Das Geschäft von Markus Zaks befand sich in dieser Adresse nicht nur vor der Revolution, sondern auch danach, als Liteiny Prospect für einige Zeit in Volodarsky Avenue umbenannt wurde. Nach der Revolution wurde Markus‘ jüngerer Bruder, Sima Isaakovich (Itskovich) Zaks, Eigentümer des Ladens und der Miederwarenwerkstatt. In Adressbüchern wird sein Name als Besitzer der Werkstatt bis 1931 erwähnt. Was später mit Sima Isaakovich selbst geschah, konnte nicht geklärt werden; zumindest wird er seit 1932 in den Adressbüchern Leningrads nicht mehr erwähnt. Dennoch ist die Tatsache bemerkenswert, dass das Zaks-Geschäft auch unter sowjetischer Herrschaft noch mindestens 14 Jahre lang funktionierte. Es ist davon auszugehen, dass dies ohne die Hilfe von Samuel Markovich Zaks, dem Sohn von Markus, nicht möglich gewesen wäre. Samuel Zaks, verheiratet mit der Schwester des äußerst einflussreichen Bolschewisten Grigori Sinowjew, Lenins Mitstreiter und langjähriger Vorsitzender des Petrosowet und dann des Lensowet (von 1917 bis 1926), gehörte zu seinem engsten Kreis. Und Samuel Markovitsch selbst leistete der Sowjetregierung große Dienste.
Любопытный факт из жизни богатого фабриканта и купца Маркуса Закса. В 1917 г. в Петрограде он купил для сына Самуила типографию «Труд». Хотя формально сделка была оформлена Маркусом, но фактически совершена самим Самуилом для печати большевистской литературы, а Маркус не препятствовал сыну в деятельности на благо революции. Однако не стоит забывать, что положение евреев в царской России было тяжелым, и поддержка революционеров состоятельными евреями была связана с надеждой изменить существовавшее положение вещей. Кстати, помощь богатого и влиятельного отца потребовалась Самуилу не раз, когда наступала реальная опасность. Так, когда в октябре 1913 г. его арестовали по делу «нелегального страхового центра», отец задействовал все свои связи, чтобы освободить сына из заключения.
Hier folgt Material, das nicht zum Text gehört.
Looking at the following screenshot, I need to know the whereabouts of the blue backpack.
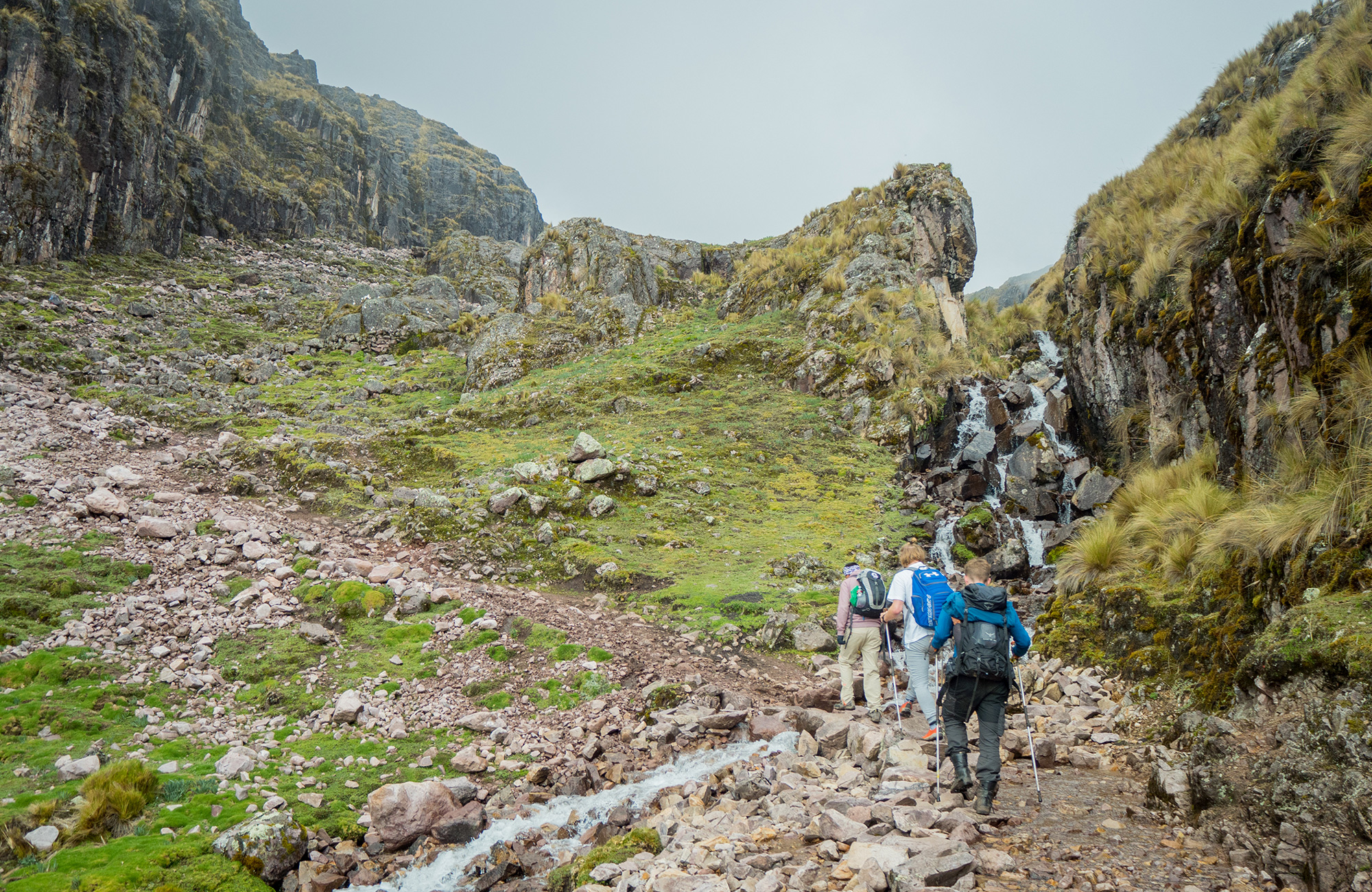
[901,567,952,629]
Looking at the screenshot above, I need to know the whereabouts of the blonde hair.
[962,557,991,582]
[899,542,929,567]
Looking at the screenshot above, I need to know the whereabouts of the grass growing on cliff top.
[0,532,152,644]
[1040,346,1372,694]
[1058,351,1372,590]
[1066,0,1372,313]
[351,307,908,627]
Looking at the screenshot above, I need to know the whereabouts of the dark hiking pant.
[943,675,1010,786]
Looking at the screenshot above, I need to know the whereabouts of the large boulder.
[790,623,838,650]
[58,756,100,781]
[889,837,977,892]
[457,711,501,731]
[366,781,462,849]
[986,539,1029,579]
[214,747,257,778]
[487,486,528,515]
[82,486,129,515]
[214,811,310,885]
[815,808,867,843]
[567,431,605,464]
[1006,434,1062,483]
[134,517,181,539]
[1072,468,1121,510]
[333,689,362,725]
[572,458,615,483]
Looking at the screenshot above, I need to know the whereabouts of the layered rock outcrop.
[719,165,977,343]
[0,0,543,262]
[1050,4,1372,476]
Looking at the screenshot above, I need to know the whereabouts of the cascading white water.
[929,517,958,575]
[1033,328,1062,365]
[952,382,989,454]
[376,731,800,892]
[1058,473,1077,524]
[1018,520,1043,567]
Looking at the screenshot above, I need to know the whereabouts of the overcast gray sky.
[241,0,1309,288]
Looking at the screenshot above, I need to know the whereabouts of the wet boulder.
[1006,476,1058,519]
[366,781,469,849]
[955,428,996,473]
[214,811,310,885]
[1006,434,1062,484]
[888,837,977,892]
[986,539,1029,579]
[1072,468,1122,512]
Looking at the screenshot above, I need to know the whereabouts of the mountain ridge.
[0,0,543,263]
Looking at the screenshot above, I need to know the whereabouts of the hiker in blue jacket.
[930,557,1029,815]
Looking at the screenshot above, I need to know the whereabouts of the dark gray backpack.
[949,582,1010,678]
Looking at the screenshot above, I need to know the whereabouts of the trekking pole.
[881,623,906,733]
[930,642,944,803]
[1015,656,1043,806]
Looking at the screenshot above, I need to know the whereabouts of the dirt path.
[982,762,1231,892]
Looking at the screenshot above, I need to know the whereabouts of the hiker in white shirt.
[881,542,938,740]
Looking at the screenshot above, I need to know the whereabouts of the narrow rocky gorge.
[8,0,1372,892]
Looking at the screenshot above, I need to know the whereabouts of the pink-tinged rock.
[137,517,181,539]
[366,564,406,583]
[366,781,461,849]
[82,486,129,515]
[339,557,373,576]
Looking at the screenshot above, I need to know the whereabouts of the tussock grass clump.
[1058,351,1372,591]
[1067,0,1372,313]
[71,759,158,841]
[546,828,663,892]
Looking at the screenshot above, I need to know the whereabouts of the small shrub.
[547,644,586,663]
[454,629,501,653]
[71,759,159,840]
[462,677,505,700]
[546,828,663,892]
[477,690,513,709]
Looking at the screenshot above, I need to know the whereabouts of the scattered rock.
[214,811,307,885]
[23,823,60,852]
[567,431,605,464]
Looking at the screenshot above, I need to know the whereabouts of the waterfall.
[1018,520,1043,567]
[1033,328,1062,365]
[929,517,959,576]
[952,382,988,454]
[368,731,799,892]
[1058,473,1077,524]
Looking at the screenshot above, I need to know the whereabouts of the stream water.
[376,731,800,892]
[930,331,1077,575]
Eine interessante Tatsache aus dem Leben des wohlhabenden Fabrikanten und Kaufmanns Markus Zaks. 1917 kaufte er in Petrograd die Druckerei „Trud“ für seinen Sohn Samuel. Obwohl der Deal von Markus formalisiert wurde, wurde er tatsächlich von Samuel selbst für den Druck bolschewistischer Literatur abgeschlossen, und Markus mischte sich nicht in die Aktivitäten seines Sohnes zum Wohle der Revolution ein. Wir sollten jedoch nicht vergessen, dass die Situation der Juden im zaristischen Russland schwierig war und die Unterstützung der Revolutionäre durch wohlhabende Juden mit der Hoffnung verbunden war, die bestehende Lage zu ändern. Übrigens brauchte Samuel mehr als einmal die Hilfe seines reichen und einflussreichen Vaters, als echte Gefahr drohte. Als er im Oktober 1913 wegen eines „illegalen Versicherungszentrums“ verhaftet wurde, nutzte der Vater alle seine Beziehungen, um seinen Sohn aus dem Gefängnis zu befreien.
Über das Leben und das tragische Schicksal von Samuel Zaks und seinen Verwandten werde ich Ihnen in einem anderen Kapitel ausführlicher berichten.